It is a cyclical thing, this experience. And coming down is such a relief this time. Three nights running of way too little sleep – but yet being unable to sleep – was taking its toll.
I feel like I learned two new, subtle, signals of a coming f”up” / manic period:
- Not being tired. This one may seem obvious, but it manifests in some ways I hadn’t noticed previously.
- Flurry of thoughts but not “pressured speech” or “rushed brain”. Again, the concept seems obvious, but the subtleties are new to me.
Waking up in the middle of the night is a non-subtle symptom. But “being less tired than I’d expect” is more subtle. It’s easy to miss: you just move along through your day just without being really tired.
But if you stop. And add up the hours of sleep you actually got. And think about how little caffeine you actually ingested. You realize, “I should be tired”.
Sometimes it’s just “I should be tired”. But sometimes, like yesterday, it’s “I shouldn’t be able to stand up – I haven’t had the caffeine or the sleep or even the food to sustain this level of activity and alertness”.
Which is why I think realize this might be helpful to me in the future. If it’s not sleep or caffeine or food driving my energy, it must be something else. So what is that? Well, it’s whatever chemical process drives the mania. And so if that “energy that shouldn’t exist” is present then it may be an early warning of coming mania.
I’ll watch for this in the future and maybe it helps me expect the coming flurry of energy, activity, and disrupted sleep.
I realized that I spent some time before my manic period* where, in retrospect, my thoughts were already moving abnormally quickly.
Again, this is subtle. It isn’t the non-subtle feeling of “I can’t talk or type fast enough to keep up with all these genius ideas that are sparking in my brain”.
If I had sat down at the end of a day and tried to recollect how many “great ideas” or “possibilities” or “interesting connecting ideas” I had thought of that day, it would have been maybe several multiples more than usual.
I don’t know a good number. But let’s say that, depending on the day’s activities and who I interact with maybe 5-15 is the normal range. Probably around 5-10 all day. Whereas the days leading up to the mania, each day there were several hours where it was 5-10 in that hour – so easily 25-40 for a day and the range is probably 25-75. I’ve compared it to a feeling of “Jason Bourne blue pills” (from the movie: The Bourne Legacy).
For comparison, a day of mania is probably a similar feeling just accelerated further: the active hours are 20+ / hour and the biggest difference is that instead of an hour here and there in a day, it’s 4-10 hours mostly sustained with few breaks of slowing down**.
At this point, those numbers are guesses, but they feel approximately right.
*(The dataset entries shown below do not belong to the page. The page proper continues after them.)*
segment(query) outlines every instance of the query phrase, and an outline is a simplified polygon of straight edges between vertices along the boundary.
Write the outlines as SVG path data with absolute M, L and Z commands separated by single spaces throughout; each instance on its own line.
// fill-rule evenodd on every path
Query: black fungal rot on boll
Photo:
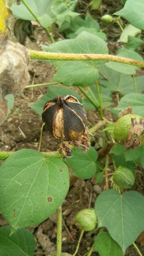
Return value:
M 54 137 L 61 139 L 64 154 L 70 155 L 70 145 L 83 147 L 87 151 L 89 137 L 86 116 L 82 104 L 76 98 L 71 95 L 58 96 L 46 103 L 42 116 Z

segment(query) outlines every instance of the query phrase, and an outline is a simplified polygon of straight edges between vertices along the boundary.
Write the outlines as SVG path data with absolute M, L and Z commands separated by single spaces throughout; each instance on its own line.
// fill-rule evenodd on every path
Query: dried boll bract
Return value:
M 59 96 L 46 103 L 42 118 L 55 138 L 61 139 L 61 149 L 66 156 L 71 155 L 70 145 L 89 149 L 90 137 L 83 105 L 71 95 Z

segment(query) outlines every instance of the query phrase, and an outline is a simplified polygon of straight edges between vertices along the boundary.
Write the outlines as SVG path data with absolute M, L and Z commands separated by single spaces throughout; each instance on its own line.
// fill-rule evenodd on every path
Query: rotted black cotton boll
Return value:
M 64 154 L 71 154 L 70 145 L 82 147 L 88 151 L 90 138 L 86 114 L 76 98 L 71 95 L 58 96 L 48 101 L 44 106 L 42 116 L 53 136 L 61 138 Z

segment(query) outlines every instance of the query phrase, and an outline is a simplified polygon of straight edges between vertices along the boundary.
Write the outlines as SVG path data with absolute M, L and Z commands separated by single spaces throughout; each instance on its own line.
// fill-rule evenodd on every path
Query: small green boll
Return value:
M 75 220 L 80 229 L 92 231 L 97 226 L 98 220 L 94 209 L 87 208 L 80 211 L 76 215 Z
M 116 169 L 111 179 L 113 188 L 119 192 L 124 189 L 130 188 L 135 181 L 132 172 L 121 166 Z
M 104 23 L 111 23 L 113 18 L 111 15 L 105 14 L 101 17 L 101 20 Z
M 114 124 L 113 137 L 115 141 L 123 144 L 124 141 L 128 138 L 131 128 L 132 127 L 132 120 L 135 119 L 138 124 L 140 124 L 141 120 L 144 118 L 140 116 L 134 114 L 128 114 L 118 118 Z M 143 137 L 141 135 L 140 138 Z M 133 134 L 134 138 L 136 135 Z

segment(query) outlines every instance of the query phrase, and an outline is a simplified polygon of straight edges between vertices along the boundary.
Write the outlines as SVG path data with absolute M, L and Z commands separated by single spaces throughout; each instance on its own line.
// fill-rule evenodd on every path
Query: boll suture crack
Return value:
M 83 106 L 72 96 L 58 96 L 47 102 L 42 119 L 47 129 L 61 140 L 60 148 L 66 156 L 71 156 L 71 146 L 89 149 L 90 135 L 86 126 L 87 118 Z

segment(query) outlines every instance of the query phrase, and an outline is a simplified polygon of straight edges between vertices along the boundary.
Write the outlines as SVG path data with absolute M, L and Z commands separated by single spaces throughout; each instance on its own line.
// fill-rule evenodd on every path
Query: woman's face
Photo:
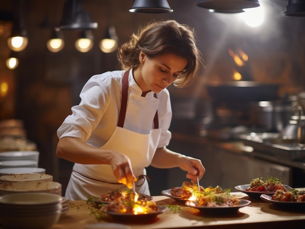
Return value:
M 139 58 L 141 64 L 134 78 L 143 92 L 160 92 L 177 79 L 188 64 L 186 59 L 172 53 L 150 58 L 141 52 Z

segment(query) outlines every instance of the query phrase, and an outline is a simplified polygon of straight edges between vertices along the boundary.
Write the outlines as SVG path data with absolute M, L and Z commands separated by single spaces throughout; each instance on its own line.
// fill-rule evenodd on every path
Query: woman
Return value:
M 57 156 L 75 162 L 65 193 L 71 200 L 134 185 L 149 195 L 150 165 L 178 167 L 192 181 L 205 172 L 200 160 L 166 148 L 172 116 L 166 88 L 189 85 L 201 63 L 193 31 L 174 20 L 152 22 L 122 45 L 118 59 L 124 70 L 92 76 L 57 130 Z

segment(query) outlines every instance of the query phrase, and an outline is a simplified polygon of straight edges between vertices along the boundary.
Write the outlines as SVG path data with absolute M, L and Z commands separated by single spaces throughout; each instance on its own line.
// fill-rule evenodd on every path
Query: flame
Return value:
M 238 49 L 238 53 L 234 53 L 231 49 L 229 49 L 228 52 L 230 55 L 233 58 L 236 65 L 238 67 L 242 67 L 245 65 L 246 62 L 249 59 L 248 55 L 240 49 Z

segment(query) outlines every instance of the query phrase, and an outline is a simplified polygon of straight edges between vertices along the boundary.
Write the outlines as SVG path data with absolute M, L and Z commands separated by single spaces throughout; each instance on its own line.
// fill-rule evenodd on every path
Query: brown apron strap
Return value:
M 127 100 L 128 97 L 128 87 L 129 82 L 128 81 L 128 77 L 129 76 L 130 70 L 125 71 L 123 76 L 123 83 L 122 85 L 122 101 L 121 103 L 121 109 L 120 110 L 120 114 L 118 118 L 118 122 L 117 122 L 117 126 L 123 128 L 124 125 L 124 122 L 126 114 L 126 108 L 127 107 Z M 157 94 L 155 93 L 153 94 L 155 98 L 157 98 Z M 159 128 L 159 119 L 158 117 L 158 110 L 156 111 L 153 118 L 153 126 L 154 129 Z

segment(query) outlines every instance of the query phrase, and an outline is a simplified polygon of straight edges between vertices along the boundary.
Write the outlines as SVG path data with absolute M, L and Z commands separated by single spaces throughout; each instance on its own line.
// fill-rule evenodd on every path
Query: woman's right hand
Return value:
M 120 153 L 114 152 L 110 165 L 117 181 L 125 184 L 129 189 L 132 189 L 133 181 L 136 181 L 137 179 L 133 175 L 129 158 Z

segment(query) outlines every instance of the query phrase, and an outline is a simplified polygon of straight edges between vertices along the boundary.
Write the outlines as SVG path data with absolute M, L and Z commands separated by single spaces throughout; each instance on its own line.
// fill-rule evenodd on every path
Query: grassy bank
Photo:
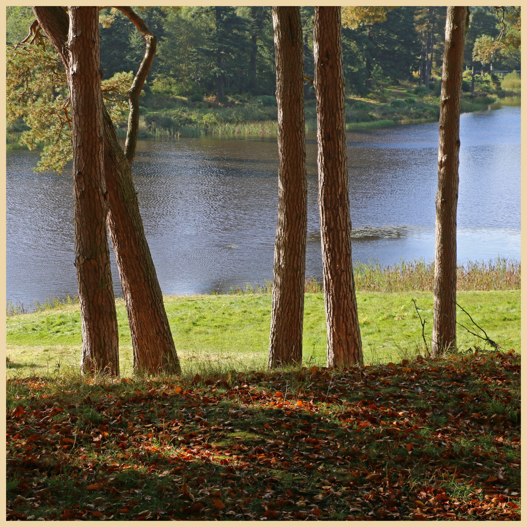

I’ll definitely watch for them going forward to have a better sense of what the numbers actually are so I can better identify what is happening as it happens.
I’m counting the number of “ideas” because that is a large part of how this manifests for me. (And probably why one of my possible “triggers” is new ideas and the situations and conversations that spark them.)
I wonder if for others it isn’t ideas, but other things.
* I’m counting the first day of awakening in the middle of the night as the start of the manic period. I don’t know how else to signal it, count it, or measure it. That is a clear moment that I can use as the signpost for “started”.
** The feeling that you have 200 “great ideas” in a day I’ve learned can make the coming down periods worse: if you remember even a portion of those, you feel like a failure for doing so little about all the possibility you once saw. This reinforcing cycle feels like a very common part of cyclothymia for me.